You can perform the following steps to locate a fault. If the fault persists, contact technical support. After obtaining the logs, click here to contact technical support.

Figure 1 Troubleshooting workflow

In the preparation phase, you need to collect fault information, including: CANN log files, exception dump files, and operator compilation information (*.o and *.json files). For details about how to collect fault information, see Collecting AI Core Error Information.

  1. Locate the RAS hardware fault.

    In the collected slog logs, find the system log of the corresponding device around the time when the AI Core error occurs in the report/*/slog/dev-os-id/run|debug/device-os/device-os_*.log file. Check whether the keyword event_id exists in the log. If no, go to 2. If yes, click here to search for Health Management Fault Definition of the corresponding product and refer to the solution provided therein. For details about typical cases, see HBM Bit ECC Fault and iCache Data Verification Fault.

  2. Locate the NPU hardware fault.
    In the collected host application logs, find the log/[run|debug]/plog/plog-pid_*.log file generated around the time when the AI Core error occurs. Check whether the error message in the log contains ECC-related errors (with keywords such as ECC or ECC error) or whether multiple errors occur on the same chip ID.
    • If no, go to 3.

      If yes, continue to use the ascend-dmi tool to perform the stress test on the AI Core. If the stress test is abnormal, a known hardware fault occurs. In this case, contact technical support to replace the hardware. For details about typical cases, see AI Core Hardware Fault. If the stress test is normal, specify another device in the program and run the program to check whether the problem recurs. If the problem recurs, go to 3. If the problem does not recur, the hardware may be faulty. In this case, contact technical support to replace the hardware. After obtaining the logs, click here to contact technical support.
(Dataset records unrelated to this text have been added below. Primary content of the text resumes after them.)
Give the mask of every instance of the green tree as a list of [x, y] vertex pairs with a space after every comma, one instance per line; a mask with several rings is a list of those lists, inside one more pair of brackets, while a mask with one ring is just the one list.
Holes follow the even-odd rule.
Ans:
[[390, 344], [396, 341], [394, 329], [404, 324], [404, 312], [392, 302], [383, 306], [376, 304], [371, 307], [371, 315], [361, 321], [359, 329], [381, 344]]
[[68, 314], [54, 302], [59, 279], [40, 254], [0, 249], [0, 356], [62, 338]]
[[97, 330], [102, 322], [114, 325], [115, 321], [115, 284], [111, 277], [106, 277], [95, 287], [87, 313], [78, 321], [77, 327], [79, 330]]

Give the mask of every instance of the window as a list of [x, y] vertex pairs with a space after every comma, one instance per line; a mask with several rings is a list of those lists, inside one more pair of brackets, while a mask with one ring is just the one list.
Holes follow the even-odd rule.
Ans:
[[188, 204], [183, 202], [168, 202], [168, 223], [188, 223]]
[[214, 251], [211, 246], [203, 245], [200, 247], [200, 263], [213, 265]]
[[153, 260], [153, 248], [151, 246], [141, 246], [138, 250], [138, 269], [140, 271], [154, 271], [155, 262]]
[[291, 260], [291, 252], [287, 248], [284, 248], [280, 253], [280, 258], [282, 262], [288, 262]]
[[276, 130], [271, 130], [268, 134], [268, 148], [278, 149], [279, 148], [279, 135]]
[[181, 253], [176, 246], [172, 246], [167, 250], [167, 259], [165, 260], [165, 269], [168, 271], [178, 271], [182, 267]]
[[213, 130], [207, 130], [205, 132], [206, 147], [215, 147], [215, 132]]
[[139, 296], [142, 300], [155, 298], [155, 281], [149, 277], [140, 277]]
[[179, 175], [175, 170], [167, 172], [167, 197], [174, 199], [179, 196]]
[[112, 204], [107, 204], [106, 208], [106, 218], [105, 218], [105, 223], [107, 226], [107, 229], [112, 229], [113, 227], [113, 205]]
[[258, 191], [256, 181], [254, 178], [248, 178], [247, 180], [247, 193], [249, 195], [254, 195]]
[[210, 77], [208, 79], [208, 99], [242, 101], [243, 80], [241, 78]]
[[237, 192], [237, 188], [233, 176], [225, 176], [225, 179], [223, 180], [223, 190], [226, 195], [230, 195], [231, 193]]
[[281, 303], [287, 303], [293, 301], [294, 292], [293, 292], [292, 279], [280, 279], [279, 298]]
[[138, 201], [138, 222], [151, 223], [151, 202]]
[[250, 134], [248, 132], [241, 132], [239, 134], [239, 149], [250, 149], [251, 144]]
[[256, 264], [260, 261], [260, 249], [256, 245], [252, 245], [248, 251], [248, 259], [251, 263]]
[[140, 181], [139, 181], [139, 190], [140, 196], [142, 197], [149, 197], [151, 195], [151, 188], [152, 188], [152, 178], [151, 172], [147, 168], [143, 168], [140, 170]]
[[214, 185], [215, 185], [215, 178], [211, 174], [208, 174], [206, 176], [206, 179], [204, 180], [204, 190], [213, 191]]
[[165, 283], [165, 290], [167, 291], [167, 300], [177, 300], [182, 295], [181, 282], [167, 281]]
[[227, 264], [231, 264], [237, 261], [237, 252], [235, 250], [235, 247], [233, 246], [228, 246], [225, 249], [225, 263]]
      The ascend-dmi tool needs to be installed separately. The following is the example command for testing the AI Core. If the error message GENERAL_WARN or EMERGENCY_WARN is printed, the AI Core may be faulty.

      ascend-dmi --dg -i aicore -s

      The ascend-dmi tool is contained in the MindX DL software package. For details about the mapping between the software and CANN, click here. For details about how to install and use the ascend-dmi tool, click here.
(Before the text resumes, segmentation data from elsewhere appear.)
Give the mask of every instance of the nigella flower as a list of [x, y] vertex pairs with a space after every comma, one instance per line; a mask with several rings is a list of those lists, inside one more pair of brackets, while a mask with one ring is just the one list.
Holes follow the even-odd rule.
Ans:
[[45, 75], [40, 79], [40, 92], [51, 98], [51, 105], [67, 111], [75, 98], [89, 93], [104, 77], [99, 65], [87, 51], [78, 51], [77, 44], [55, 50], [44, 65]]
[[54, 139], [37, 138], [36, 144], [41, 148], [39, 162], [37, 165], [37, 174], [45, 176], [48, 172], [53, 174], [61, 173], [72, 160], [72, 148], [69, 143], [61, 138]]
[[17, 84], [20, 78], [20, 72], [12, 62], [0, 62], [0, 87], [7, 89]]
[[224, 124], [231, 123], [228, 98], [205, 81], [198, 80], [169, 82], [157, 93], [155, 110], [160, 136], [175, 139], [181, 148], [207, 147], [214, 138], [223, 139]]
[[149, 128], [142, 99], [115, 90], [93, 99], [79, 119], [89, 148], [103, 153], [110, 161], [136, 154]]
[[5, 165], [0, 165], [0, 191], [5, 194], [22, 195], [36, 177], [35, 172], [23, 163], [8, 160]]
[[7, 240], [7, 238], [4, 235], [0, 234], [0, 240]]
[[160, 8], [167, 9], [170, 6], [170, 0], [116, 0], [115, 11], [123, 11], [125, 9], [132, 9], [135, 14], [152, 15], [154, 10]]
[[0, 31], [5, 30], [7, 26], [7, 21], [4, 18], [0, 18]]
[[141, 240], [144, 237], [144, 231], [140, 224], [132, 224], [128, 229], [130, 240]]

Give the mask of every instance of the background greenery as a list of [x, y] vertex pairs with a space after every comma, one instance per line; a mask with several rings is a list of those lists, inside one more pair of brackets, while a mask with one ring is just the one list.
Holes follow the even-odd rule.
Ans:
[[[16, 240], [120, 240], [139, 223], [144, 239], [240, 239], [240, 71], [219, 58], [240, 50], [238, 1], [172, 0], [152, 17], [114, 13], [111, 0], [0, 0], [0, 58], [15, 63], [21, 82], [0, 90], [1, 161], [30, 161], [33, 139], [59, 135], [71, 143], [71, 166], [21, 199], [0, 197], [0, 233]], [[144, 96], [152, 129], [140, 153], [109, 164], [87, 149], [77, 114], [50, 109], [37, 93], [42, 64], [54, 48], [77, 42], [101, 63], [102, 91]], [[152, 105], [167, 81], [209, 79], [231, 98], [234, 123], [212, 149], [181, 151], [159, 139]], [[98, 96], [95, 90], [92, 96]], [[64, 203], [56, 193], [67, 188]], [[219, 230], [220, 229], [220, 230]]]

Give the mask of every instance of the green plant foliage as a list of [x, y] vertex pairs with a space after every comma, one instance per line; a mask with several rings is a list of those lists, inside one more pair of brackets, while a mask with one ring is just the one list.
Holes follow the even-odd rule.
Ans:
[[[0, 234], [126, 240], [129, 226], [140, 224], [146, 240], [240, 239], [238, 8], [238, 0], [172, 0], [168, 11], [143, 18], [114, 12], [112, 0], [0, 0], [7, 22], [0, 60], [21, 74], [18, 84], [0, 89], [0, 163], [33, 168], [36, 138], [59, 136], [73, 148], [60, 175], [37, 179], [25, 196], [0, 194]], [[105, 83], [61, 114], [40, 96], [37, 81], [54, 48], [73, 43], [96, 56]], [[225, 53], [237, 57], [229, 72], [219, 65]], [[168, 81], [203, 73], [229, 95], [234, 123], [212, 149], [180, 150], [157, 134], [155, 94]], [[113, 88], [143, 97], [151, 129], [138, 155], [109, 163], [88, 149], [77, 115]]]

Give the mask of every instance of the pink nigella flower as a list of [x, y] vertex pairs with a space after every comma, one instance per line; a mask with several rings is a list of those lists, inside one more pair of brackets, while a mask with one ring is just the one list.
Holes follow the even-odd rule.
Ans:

  3. Locate the software fault.
    1. In the collected host application logs, find the log/[run|debug]/plog/plog-pid_*.log file generated around the time when the AI Core error occurs. Check whether the 0x800000 error of the index operator exists in the log. If the error does not exist, go to 3.b. If the error exists, check the input data of the operator by referring to Index Operator Out of Range.

      Typical index operators include GatherV2, Scatter, and GatherElements.

    2. Use the msaicerr tool to analyze the information collected in the preparation phase. The msaicerr tool generates an analysis report (info.txt file). Provide the msaicerr-generated result data (including the minimum set information for analyzing AI Core errors and the analysis report) to technical support for further analysis. After obtaining the logs, click here to contact technical support.

      For details about how to use the msaicerr tool, see Using the msaicerr Tool to Analyze AI Core Errors.